After discussing international legal mechanisms on IPR, which constitute the major legal protection used across the world, the book moves to analyse domestic regulations. IPR is insufficient to extend coverage to all biological resources. Hence, the World Trade Organisation (WTO) promotes the adoption of protection for plant variety, necessitating domestic measures customised to its local conditions. The chapter on initiatives to protect TK thus provides a discussion of various provisions of domestic laws on TK. This chapter confines its major discussion to India, though it provides a glimpse of three other nations or regions: the Philippines, Panama and Africa. Unfortunately, the author does not provide reasons for choosing these particular jurisdictions, leaving this question unanswered for readers. This is also applicable to its title, which seems general, but in most chapters the discussions are based on India.
These uncertainties extend to the chapter analysing the limitations of existing legal provisions. Here, the author examines Indian laws, but on certain occasions his arguments are mixed with international treaties without emphasising statutes. Nevertheless, the author has put considerable effort into providing a detailed analysis of the insufficiency of present legal frameworks on IPR, which leads to the conclusion that there is a need for a new law for TK.
In this regard, the book mainly focuses on the need for new framework legislation in India. The author comprehends all characteristics of TK to draft a model law. The uniqueness of this book lies in this draft law, through which Bhukta argues that since TK is transgenerational, oral and community-owned, the main focus of the recognition of rights-holders should be the community, and the duration of protection should be beyond what is currently provided by IPR laws. He also calls upon the establishment of a trust upon which these rights and duties to protect can be entrusted. The model law is based on the principle of the registration of TK and benefit-sharing based on prior informed consent between TK-holders and other stakeholders. Inspired by international legal principles and incorporating these values, this model law is an embodiment of the author’s in-depth research and knowledge of TK and his passion for the subject.
In Legal Protection for Traditional Knowledge, Bhukta has successfully illustrated the need for comprehensive protection of TK that crosses the boundaries of IPR and laws on patents, Geographical Indicators (GIs), trademarks and copyrights.
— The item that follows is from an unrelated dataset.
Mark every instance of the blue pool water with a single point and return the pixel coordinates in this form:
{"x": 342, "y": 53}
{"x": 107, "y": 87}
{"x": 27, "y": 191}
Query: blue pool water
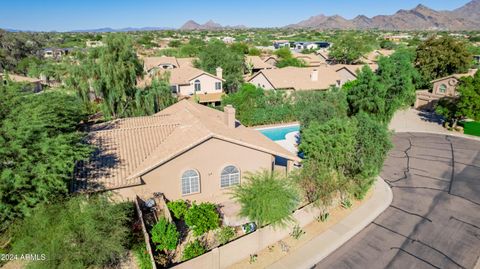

The book shows how TK is significant in human life and history, and how it is extracted from richly biodiverse countries of the Global South. However, the discussions in this book are more descriptive than critical, which makes it useful as a short handbook rather than as a reference book. Yet, through the simplicity of the analysis, this book will be helpful to students of law and other related subjects as well as general readers, providing the first stepping stone to understanding TK and the relevance of its protection.
Note: This review gives the views of the author, and not the position of the LSE Review of Books blog, or of the London School of Economics.